PATCH: enabling parallel execution for cursors explicitly (experimental)

From: Tomas Vondra <tomas(dot)vondra(at)2ndquadrant(dot)com>
To: PostgreSQL Hackers <pgsql-hackers(at)postgresql(dot)org>
Subject: PATCH: enabling parallel execution for cursors explicitly (experimental)
Date: 2017-10-14 18:14:19
Message-ID: 98760523-a0d2-8705-38e3-c4602ecf2448@2ndquadrant.com
Views: Raw Message | Whole Thread | Download mbox | Resend email
Thread:
Lists: pgsql-hackers

Hi,

One of the existing limitations of parallel query is that cursors
generally do not benefit from it [1]. Commit 61c2e1a95f [2] improved the
situation for cursors from procedural languages, but unfortunately for
user-defined cursors parallelism is still disabled.

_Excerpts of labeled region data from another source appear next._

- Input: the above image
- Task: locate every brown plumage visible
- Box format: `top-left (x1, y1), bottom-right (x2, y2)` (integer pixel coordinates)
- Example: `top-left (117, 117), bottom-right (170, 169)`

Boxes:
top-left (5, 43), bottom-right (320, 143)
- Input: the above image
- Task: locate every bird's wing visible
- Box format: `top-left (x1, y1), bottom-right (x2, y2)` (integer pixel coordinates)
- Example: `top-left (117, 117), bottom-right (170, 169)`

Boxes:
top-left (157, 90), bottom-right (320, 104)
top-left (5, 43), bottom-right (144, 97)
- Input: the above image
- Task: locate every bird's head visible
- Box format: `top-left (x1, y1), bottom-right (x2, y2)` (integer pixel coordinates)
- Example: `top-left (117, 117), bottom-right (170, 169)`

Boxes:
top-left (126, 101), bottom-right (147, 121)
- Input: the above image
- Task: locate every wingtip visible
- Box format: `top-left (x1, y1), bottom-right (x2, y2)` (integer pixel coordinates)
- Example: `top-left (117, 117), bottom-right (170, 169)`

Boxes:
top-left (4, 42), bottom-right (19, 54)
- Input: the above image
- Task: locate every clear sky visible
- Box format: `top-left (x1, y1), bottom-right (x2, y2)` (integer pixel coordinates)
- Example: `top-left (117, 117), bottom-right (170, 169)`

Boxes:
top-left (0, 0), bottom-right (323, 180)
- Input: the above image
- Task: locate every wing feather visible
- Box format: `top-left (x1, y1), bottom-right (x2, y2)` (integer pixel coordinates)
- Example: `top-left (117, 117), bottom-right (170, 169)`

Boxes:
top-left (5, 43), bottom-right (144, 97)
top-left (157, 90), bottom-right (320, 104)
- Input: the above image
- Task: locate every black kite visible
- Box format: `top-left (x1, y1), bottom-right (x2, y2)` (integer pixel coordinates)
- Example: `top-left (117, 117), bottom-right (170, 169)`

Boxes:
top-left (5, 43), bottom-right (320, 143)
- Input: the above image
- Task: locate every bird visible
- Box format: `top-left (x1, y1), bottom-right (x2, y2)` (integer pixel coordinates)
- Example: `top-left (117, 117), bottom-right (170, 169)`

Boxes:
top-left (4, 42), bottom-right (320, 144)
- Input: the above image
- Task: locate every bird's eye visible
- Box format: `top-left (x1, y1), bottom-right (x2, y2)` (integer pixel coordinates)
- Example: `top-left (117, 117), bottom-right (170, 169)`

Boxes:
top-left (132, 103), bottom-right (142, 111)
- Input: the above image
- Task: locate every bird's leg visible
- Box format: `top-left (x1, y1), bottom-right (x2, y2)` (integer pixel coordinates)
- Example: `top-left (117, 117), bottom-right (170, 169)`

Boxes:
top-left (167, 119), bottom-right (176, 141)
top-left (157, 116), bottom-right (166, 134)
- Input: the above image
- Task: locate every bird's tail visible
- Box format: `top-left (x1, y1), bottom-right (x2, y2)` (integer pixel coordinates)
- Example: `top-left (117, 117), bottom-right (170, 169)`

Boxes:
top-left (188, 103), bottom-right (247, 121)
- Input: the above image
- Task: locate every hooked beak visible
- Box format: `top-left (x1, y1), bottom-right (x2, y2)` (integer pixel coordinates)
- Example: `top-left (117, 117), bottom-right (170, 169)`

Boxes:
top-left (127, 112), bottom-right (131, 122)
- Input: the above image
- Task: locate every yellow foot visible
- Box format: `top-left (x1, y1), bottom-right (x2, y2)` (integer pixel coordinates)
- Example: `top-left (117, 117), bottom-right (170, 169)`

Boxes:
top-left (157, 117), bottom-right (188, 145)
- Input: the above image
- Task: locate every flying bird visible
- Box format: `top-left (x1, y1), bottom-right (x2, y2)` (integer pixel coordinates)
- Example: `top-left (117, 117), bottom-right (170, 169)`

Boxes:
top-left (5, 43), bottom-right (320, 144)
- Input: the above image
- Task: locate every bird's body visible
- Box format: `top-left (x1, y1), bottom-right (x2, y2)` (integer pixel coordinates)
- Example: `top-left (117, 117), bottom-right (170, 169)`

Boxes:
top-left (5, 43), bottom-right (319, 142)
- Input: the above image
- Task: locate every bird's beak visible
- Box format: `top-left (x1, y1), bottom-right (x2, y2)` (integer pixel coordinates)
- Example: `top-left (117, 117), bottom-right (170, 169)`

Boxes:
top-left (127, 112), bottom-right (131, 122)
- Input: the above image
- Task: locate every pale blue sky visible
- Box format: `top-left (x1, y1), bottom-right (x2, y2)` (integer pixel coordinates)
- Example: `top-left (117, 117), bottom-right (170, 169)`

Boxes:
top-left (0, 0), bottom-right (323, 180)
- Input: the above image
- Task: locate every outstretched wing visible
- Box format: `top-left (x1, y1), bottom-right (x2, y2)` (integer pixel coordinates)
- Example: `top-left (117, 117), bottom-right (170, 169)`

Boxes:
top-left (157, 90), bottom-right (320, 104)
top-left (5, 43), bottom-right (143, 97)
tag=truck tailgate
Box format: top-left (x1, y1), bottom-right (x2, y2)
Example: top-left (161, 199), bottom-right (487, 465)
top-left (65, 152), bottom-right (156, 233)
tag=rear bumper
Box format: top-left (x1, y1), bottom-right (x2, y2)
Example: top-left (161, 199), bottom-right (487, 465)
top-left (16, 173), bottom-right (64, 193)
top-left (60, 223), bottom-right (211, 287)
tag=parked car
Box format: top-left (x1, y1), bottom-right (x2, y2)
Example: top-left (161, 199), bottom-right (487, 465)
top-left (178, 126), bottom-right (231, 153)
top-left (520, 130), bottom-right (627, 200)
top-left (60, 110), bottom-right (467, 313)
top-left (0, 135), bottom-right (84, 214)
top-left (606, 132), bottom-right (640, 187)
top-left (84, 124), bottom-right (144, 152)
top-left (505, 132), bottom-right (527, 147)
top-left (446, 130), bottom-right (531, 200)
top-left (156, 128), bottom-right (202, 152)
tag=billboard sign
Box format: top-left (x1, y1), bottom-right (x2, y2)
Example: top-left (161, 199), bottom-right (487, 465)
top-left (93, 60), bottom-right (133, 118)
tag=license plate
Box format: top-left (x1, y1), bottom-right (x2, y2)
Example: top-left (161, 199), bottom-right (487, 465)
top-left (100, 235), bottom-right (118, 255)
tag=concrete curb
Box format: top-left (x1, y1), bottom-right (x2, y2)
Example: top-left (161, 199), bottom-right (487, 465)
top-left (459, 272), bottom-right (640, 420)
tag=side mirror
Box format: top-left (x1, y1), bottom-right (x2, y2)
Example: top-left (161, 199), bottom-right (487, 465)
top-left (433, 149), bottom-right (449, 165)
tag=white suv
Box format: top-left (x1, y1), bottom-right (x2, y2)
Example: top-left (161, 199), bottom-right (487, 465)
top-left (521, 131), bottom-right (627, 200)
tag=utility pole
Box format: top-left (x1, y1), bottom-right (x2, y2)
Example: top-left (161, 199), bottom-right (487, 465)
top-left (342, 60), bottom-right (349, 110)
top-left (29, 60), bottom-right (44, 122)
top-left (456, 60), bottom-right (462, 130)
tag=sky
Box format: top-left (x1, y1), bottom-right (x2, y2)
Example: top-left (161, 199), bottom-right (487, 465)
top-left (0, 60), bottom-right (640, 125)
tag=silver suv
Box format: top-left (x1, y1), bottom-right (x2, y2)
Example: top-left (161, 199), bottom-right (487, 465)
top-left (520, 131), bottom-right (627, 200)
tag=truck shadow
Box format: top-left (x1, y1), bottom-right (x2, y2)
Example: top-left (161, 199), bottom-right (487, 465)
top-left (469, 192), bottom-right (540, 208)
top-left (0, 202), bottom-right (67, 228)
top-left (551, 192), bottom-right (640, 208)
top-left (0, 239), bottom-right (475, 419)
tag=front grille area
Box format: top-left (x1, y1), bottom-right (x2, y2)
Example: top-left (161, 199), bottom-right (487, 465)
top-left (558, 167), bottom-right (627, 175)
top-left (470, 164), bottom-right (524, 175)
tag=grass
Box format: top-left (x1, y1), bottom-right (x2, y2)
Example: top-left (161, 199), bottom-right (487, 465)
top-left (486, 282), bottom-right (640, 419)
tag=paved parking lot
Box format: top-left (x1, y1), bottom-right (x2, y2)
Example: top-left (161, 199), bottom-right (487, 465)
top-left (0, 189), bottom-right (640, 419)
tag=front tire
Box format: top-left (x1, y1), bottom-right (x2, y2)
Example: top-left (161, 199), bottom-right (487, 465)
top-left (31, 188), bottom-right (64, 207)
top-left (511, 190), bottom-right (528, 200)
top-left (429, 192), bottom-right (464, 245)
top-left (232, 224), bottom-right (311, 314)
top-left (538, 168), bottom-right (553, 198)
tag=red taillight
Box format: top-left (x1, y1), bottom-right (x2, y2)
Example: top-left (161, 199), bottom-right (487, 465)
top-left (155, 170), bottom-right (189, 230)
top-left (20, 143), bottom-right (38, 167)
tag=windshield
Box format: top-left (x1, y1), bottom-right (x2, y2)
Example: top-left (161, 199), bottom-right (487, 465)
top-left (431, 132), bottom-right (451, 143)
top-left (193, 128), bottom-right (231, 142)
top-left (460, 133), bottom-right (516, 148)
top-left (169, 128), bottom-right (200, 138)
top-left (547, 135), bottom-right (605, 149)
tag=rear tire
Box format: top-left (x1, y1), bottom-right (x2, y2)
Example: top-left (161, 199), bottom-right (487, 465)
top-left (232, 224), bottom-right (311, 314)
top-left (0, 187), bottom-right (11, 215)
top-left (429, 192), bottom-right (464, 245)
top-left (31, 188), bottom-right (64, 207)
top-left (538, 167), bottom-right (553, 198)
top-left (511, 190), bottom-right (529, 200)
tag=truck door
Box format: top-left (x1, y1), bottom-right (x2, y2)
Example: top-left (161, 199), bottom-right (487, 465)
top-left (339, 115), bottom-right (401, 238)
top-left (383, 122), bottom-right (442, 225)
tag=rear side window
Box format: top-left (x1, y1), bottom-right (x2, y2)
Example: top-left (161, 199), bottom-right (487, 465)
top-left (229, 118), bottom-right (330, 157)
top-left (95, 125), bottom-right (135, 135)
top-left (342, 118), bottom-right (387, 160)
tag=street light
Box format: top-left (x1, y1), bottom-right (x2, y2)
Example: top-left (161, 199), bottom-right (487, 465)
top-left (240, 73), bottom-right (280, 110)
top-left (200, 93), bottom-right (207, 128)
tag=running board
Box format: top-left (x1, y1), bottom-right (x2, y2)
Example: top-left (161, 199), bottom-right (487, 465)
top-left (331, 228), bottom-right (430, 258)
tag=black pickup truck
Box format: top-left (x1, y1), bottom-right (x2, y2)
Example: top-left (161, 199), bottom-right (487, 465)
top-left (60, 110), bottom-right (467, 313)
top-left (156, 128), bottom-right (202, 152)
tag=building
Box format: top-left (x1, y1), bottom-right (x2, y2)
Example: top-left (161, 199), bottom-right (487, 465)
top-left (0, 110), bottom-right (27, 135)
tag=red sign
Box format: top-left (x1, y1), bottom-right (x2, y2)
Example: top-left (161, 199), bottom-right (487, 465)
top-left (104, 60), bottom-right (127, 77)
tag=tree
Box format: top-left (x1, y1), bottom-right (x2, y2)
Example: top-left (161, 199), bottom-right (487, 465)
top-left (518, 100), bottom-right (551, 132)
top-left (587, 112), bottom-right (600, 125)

For many use cases that is perfectly fine, but for applications that
need to process large amounts of data this is rather annoying. When the
result sets are large, cursors are extremely efficient - in terms of
memory consumption, for example. So the applications have to choose
between "cursor" approach (and no parallelism), or parallelism and
uncomfortably large result sets.

I believe there are two main reasons why parallelism is disabled for
user-defined cursors (or queries that might get suspended):

(1) We can't predict what will happen while the query is suspended (and
the transaction is still in "parallel mode"), e.g. the user might run
arbitrary DML which is not allowed.

(2) If the cursor gets suspended, the parallel workers would be still
assigned to it and could not be used for anything else.

Clearly, we can't solve those issues in general, so the default will
probably remain "parallelism disabled".

I propose is to add a new cursor option (PARALLEL), which would allow
parallel plans for that particular user-defined cursor. Attached is an
experimental patch doing this (I'm sure there are some loose ends).

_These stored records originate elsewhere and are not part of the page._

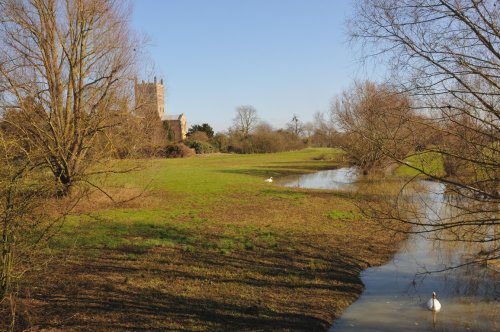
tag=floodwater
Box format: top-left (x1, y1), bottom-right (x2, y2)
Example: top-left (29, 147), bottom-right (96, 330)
top-left (280, 168), bottom-right (500, 332)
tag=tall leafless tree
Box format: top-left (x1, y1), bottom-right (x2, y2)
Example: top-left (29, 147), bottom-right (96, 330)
top-left (349, 0), bottom-right (500, 266)
top-left (0, 0), bottom-right (135, 195)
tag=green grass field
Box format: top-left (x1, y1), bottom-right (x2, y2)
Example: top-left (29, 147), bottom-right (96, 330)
top-left (11, 149), bottom-right (401, 331)
top-left (396, 152), bottom-right (446, 177)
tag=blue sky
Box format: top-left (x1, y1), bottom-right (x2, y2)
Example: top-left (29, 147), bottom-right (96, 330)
top-left (132, 0), bottom-right (376, 131)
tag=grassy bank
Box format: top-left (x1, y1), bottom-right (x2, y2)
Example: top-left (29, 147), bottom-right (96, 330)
top-left (9, 149), bottom-right (399, 331)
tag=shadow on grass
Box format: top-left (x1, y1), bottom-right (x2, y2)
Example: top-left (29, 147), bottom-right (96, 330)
top-left (14, 244), bottom-right (366, 331)
top-left (217, 161), bottom-right (338, 178)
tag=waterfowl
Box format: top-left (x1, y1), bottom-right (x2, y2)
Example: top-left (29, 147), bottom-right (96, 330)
top-left (427, 292), bottom-right (441, 311)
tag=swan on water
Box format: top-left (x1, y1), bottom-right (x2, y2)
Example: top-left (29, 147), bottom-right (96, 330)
top-left (427, 292), bottom-right (441, 311)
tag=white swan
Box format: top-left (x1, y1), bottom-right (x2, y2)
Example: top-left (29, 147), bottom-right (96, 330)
top-left (427, 292), bottom-right (441, 311)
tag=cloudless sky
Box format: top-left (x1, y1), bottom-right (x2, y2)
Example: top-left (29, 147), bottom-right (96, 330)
top-left (132, 0), bottom-right (376, 131)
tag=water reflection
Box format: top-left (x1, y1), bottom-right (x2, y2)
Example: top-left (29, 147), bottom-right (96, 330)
top-left (284, 168), bottom-right (500, 331)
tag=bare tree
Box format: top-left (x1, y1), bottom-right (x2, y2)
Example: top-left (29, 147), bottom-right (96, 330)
top-left (233, 105), bottom-right (259, 137)
top-left (330, 81), bottom-right (420, 173)
top-left (349, 0), bottom-right (500, 260)
top-left (0, 0), bottom-right (134, 195)
top-left (287, 114), bottom-right (304, 136)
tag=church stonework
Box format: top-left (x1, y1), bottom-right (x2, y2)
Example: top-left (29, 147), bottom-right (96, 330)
top-left (135, 77), bottom-right (187, 142)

This does not make either any of the issues go away, of course. We still
enforce "no DML while parallel operation in progress" as before, so this
will not work:

BEGIN;
DECLARE x PARALLEL CURSOR FOR SELECT * FROM t2 WHERE ...;
FETCH 1000 FROM x;
INSERT INTO t2 VALUES (1);
FETCH 1000 FROM x;
COMMIT;

but this will

BEGIN;
DECLARE x PARALLEL CURSOR FOR SELECT * FROM t2 WHERE ...;
FETCH 1000 FROM x;
...
FETCH 1000 FROM x;
CLOSE x;
INSERT INTO t2 VALUES (1);
COMMIT;

Regarding (2), if the user suspends the cursor for a long time, bummer.
The parallel workers will remain assigned, doing nothing. I don't have
any idea how to get around that, but I don't see how we could do better.
I don't see either of these limitations as fatal.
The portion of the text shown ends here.